Most notably, the ferocious Mosasaur, a giant marine reptile that grew to 35-40 feet, was considered the apex predator in the Pierre and was likened to the Tyrannosaurus Rex on land.

‘It is mind-boggling to think North Dakota was covered by oceans 80 million years ago but now, we are as far away from any oceans that we are going to get,” said Dr. John Hoganson, state paleontologist with the North Dakota Geological Survey. “Because the climate was warmer and there weren’t any icecaps, there was a lot more water in the oceans at that time.

“Ocean levels were much higher than today, in fact, they were so high, Florida, as an example, would have been completely underwater.”

According to Hoganson, a 32-year veteran paleontologist, the three oceans covered North Dakota for 15 million years and the last ocean to retreat from North Dakota was 60 million years ago.
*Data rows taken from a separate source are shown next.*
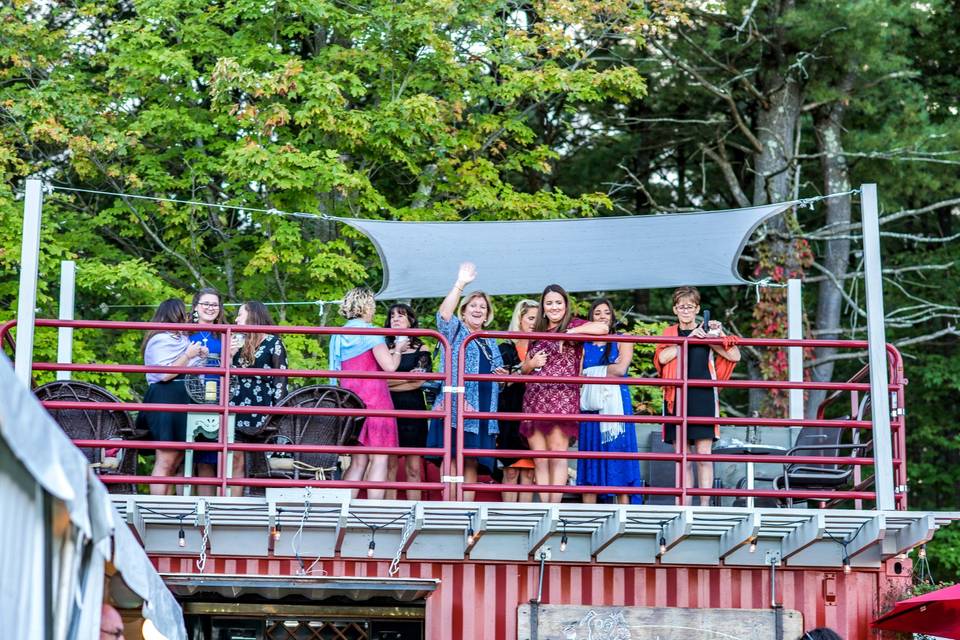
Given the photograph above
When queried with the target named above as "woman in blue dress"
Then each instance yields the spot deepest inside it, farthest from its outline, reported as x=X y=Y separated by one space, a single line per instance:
x=455 y=322
x=208 y=309
x=610 y=437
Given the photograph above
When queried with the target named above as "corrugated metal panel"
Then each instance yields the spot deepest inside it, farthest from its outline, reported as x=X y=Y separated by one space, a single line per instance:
x=479 y=600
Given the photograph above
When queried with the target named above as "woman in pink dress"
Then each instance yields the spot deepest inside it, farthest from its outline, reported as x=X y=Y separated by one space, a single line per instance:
x=554 y=358
x=366 y=353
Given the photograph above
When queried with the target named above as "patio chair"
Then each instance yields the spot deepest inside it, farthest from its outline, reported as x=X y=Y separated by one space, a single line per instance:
x=95 y=424
x=823 y=441
x=308 y=429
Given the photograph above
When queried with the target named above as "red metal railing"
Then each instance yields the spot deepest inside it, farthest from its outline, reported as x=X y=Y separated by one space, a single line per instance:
x=682 y=457
x=226 y=370
x=452 y=465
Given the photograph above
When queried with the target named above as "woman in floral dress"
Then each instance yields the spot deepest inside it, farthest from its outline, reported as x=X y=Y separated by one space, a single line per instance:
x=254 y=351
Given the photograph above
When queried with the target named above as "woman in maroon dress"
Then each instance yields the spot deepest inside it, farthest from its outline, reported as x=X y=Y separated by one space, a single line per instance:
x=554 y=358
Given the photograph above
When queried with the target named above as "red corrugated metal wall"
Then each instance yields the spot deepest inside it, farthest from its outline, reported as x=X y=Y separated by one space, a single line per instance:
x=479 y=600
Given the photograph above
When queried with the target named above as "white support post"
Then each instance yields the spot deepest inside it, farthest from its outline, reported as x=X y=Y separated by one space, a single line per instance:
x=68 y=271
x=29 y=266
x=795 y=354
x=877 y=348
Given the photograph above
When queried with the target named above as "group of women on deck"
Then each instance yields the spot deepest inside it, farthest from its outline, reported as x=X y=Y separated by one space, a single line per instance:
x=460 y=314
x=203 y=347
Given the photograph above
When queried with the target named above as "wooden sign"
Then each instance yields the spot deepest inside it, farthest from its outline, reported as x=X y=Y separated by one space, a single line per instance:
x=572 y=622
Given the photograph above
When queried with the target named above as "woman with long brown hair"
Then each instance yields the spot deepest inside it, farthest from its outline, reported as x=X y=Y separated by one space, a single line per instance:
x=546 y=358
x=167 y=349
x=252 y=350
x=408 y=394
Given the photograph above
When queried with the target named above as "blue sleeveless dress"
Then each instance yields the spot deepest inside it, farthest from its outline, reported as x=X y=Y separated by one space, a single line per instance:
x=603 y=472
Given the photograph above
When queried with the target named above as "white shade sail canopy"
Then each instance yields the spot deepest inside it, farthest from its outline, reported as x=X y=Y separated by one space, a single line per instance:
x=587 y=254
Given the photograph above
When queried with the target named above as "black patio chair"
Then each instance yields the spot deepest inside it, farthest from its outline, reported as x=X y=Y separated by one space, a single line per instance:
x=307 y=429
x=95 y=424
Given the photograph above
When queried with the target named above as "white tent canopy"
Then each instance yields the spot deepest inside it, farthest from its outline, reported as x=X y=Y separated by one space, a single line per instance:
x=40 y=455
x=586 y=254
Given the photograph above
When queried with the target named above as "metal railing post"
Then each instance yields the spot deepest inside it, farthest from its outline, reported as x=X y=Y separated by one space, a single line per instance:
x=876 y=345
x=29 y=266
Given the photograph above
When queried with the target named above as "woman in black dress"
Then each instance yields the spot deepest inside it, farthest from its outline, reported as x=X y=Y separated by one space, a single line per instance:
x=254 y=351
x=408 y=395
x=704 y=362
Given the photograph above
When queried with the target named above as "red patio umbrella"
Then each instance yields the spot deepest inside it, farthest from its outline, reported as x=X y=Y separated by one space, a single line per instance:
x=936 y=613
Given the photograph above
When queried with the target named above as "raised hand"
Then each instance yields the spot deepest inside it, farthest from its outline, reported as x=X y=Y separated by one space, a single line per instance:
x=467 y=273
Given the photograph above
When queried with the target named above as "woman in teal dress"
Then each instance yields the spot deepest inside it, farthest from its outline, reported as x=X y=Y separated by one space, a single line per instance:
x=609 y=437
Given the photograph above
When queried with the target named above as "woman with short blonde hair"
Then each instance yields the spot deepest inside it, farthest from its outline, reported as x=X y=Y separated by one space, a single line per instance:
x=366 y=353
x=480 y=356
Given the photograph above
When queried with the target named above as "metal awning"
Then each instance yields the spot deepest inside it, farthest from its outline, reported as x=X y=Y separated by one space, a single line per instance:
x=232 y=586
x=335 y=526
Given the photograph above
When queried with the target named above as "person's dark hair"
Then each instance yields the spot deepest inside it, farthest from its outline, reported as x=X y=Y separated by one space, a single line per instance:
x=686 y=292
x=613 y=323
x=257 y=313
x=170 y=310
x=407 y=310
x=196 y=300
x=542 y=322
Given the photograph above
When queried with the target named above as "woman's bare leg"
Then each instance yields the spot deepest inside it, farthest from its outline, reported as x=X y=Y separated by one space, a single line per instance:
x=377 y=472
x=358 y=467
x=205 y=470
x=392 y=462
x=526 y=478
x=469 y=475
x=414 y=470
x=541 y=466
x=559 y=469
x=510 y=476
x=704 y=469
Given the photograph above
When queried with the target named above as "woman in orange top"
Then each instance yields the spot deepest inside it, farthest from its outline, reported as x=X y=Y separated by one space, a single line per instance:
x=704 y=362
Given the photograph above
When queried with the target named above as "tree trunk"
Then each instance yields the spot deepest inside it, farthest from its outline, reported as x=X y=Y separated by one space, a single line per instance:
x=828 y=123
x=776 y=127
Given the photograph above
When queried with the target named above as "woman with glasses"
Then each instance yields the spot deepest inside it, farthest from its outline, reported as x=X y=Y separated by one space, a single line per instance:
x=456 y=319
x=704 y=362
x=167 y=349
x=408 y=394
x=207 y=309
x=547 y=358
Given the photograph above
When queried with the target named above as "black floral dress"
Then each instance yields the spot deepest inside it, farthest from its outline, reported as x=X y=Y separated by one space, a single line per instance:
x=259 y=390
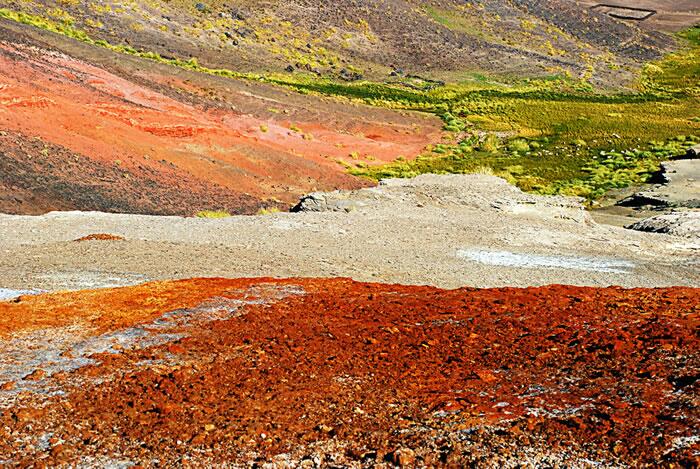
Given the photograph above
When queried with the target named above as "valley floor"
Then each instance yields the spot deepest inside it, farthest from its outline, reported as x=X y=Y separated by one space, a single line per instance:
x=448 y=231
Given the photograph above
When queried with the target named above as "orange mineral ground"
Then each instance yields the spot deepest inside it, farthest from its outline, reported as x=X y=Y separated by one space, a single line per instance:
x=334 y=373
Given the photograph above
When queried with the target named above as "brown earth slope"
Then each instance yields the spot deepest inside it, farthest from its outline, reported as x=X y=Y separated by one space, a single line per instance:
x=335 y=373
x=108 y=132
x=530 y=37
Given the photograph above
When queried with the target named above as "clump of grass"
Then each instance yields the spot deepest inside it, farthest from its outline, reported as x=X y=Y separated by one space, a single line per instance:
x=213 y=214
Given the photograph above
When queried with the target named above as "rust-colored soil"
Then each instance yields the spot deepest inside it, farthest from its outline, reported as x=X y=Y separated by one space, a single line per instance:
x=143 y=143
x=334 y=372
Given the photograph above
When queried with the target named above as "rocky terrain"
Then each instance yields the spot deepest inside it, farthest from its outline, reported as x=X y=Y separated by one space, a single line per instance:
x=291 y=233
x=448 y=231
x=94 y=133
x=320 y=373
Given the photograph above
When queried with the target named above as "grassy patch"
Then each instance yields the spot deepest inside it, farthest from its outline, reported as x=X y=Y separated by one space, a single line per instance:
x=562 y=136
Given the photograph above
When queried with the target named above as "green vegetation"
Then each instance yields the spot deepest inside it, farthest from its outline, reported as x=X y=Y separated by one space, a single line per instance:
x=213 y=214
x=549 y=135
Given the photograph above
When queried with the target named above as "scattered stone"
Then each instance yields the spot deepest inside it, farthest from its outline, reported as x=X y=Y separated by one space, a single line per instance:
x=685 y=224
x=36 y=375
x=693 y=152
x=100 y=237
x=403 y=457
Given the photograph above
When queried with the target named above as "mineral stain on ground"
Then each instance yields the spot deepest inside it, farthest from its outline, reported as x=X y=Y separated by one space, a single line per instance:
x=337 y=372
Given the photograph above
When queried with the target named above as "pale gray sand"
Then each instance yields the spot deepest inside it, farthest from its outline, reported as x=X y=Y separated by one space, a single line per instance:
x=448 y=231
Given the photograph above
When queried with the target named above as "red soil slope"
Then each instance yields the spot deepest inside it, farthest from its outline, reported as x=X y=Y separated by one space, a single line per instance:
x=163 y=143
x=334 y=372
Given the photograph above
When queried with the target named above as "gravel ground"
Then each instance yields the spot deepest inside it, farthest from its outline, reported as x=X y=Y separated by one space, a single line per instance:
x=447 y=231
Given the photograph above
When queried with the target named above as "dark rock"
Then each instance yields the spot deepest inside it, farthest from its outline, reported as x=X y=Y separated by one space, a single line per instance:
x=693 y=152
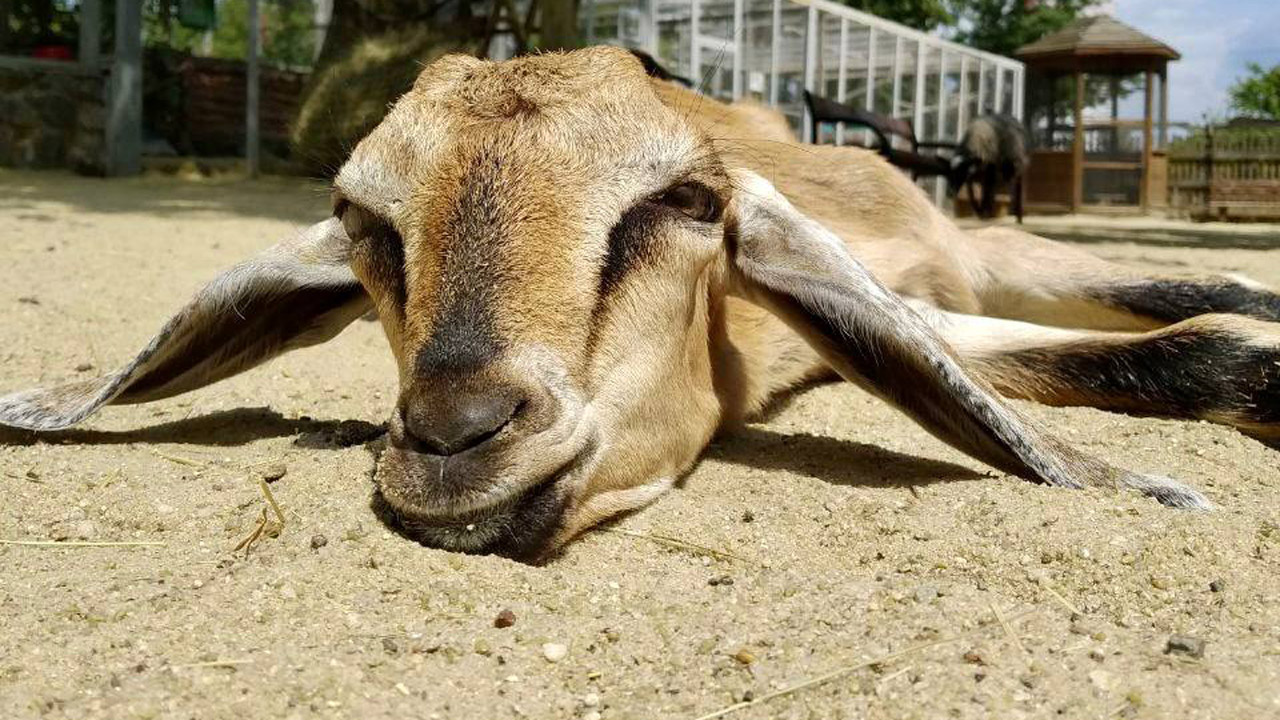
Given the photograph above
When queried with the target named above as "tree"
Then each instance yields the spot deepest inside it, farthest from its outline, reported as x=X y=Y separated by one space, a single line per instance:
x=1257 y=95
x=1004 y=26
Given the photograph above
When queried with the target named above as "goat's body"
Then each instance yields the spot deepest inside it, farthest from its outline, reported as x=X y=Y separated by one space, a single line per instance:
x=1000 y=296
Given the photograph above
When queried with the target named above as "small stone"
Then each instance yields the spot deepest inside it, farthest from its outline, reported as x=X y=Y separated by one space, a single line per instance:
x=1101 y=679
x=273 y=472
x=1184 y=645
x=554 y=652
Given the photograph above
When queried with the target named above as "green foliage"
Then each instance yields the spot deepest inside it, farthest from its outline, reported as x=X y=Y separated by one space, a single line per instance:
x=288 y=39
x=351 y=95
x=1004 y=26
x=920 y=14
x=1257 y=95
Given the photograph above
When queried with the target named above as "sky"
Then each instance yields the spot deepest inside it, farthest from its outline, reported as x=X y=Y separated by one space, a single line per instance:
x=1216 y=37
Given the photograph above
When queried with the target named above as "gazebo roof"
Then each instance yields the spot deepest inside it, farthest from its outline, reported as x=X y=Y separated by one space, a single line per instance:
x=1095 y=36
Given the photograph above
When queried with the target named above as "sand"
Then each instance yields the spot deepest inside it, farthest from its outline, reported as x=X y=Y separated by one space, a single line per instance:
x=844 y=536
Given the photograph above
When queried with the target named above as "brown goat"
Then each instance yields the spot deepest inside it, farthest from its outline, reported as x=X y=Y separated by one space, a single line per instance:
x=585 y=272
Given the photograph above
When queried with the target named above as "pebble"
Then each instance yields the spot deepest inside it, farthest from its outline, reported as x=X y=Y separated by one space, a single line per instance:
x=554 y=652
x=1184 y=645
x=274 y=472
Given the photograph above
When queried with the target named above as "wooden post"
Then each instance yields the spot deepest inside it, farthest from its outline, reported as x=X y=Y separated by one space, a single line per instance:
x=91 y=31
x=1078 y=146
x=1164 y=106
x=251 y=95
x=1144 y=190
x=124 y=106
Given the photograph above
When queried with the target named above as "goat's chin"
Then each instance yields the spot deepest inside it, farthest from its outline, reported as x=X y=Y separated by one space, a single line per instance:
x=517 y=519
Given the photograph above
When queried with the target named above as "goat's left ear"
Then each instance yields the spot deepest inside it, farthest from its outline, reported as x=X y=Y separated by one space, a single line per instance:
x=295 y=294
x=804 y=274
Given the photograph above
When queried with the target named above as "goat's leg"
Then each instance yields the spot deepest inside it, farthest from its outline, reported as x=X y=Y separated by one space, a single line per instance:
x=1217 y=368
x=1024 y=277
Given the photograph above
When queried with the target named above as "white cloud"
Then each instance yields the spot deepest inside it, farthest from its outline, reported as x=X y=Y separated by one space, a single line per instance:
x=1215 y=40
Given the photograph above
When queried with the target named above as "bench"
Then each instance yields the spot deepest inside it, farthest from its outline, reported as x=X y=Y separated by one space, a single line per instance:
x=883 y=128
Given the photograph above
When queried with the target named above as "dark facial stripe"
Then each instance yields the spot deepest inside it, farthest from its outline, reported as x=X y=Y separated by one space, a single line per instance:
x=1175 y=300
x=464 y=336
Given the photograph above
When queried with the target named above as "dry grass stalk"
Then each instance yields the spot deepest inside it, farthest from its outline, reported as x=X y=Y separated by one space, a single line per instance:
x=845 y=670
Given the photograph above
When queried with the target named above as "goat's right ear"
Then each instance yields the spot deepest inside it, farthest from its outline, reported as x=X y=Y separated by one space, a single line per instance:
x=295 y=294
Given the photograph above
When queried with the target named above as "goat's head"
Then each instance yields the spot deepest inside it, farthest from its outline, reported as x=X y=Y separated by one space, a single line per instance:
x=549 y=246
x=542 y=240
There hasn’t been any oceanic conditions since then.

The Pierre Sea, considered to be swallow with a depth of 500 feet, covered what we know as the Pembina Gorge in Walhalla.

After the last ocean retreat, fossils of plant and animal life were left behind and since 2000, Dr. Hoganson has brought teams into the gorge to search for evidence of marine life.

Last week, a scientific, professionally conducted fossil excavation, co-sponsored by the North Dakota Geological Survey, the North Dakota Parks and Recreation Department and Walhalla Economic Development, took place for the public on a hillside in the gorge.

“It went really well,” said Hoganson. “This was one of our public fossil digs we do every year. We’ve had about 100 people out here and we’re finding the remains of fish, large sea birds and mosasaurs.

“Last year, we found the fairly complete skeleton of the mosasaurs right where we’re standing. We extracted about 98 vertebrae.”

This year, seven more vertebrae of the specimen have been found in the same area and paleontologist Jeff Person of the Geological Survey estimated the mosasaur was about 35 feet long.

“We have had good luck with this dig so far,” Person said. “We’ve found a lot of fish, bird bones and the other vertebrae of the mosasaur.”

Although many theories try and suggest what happened to the oceans and caused the extinction of three-quarters of life on earth, Hoganson said the KT Boundary Extinction Theory holds the most credence.

“It was an extinction event that wiped out all the dinosaurs and ocean animals,” he explained. “65 million years ago, the creatures we find remains of here were extinct.

“It was a huge biological disaster. The most accepted theory that caused the extinction is the asteroid impact theory.”

The theory suggests an asteroid hit the earth and disrupted the climate. The impact crater would have been six miles in diameter and 100 miles across and that crater has been identified in the Yucatan area of Mexico.

“Most scientists believe the explosion blew all of this material in the air that altered the climates and wiped out all the animals.” Hoganson noted.

Hoganson said all fossil discoveries, whether large or small, are significant.

“Every new discovery is important,” he explained. “Every new species discovered is very important from a scientific standpoint to learn more about what life was like in the past.

“Only one-tenth of one percent of all life that lived on earth became fossilized.

“That means we have no record of 99.9 percent of all plants and animals that lived on earth.”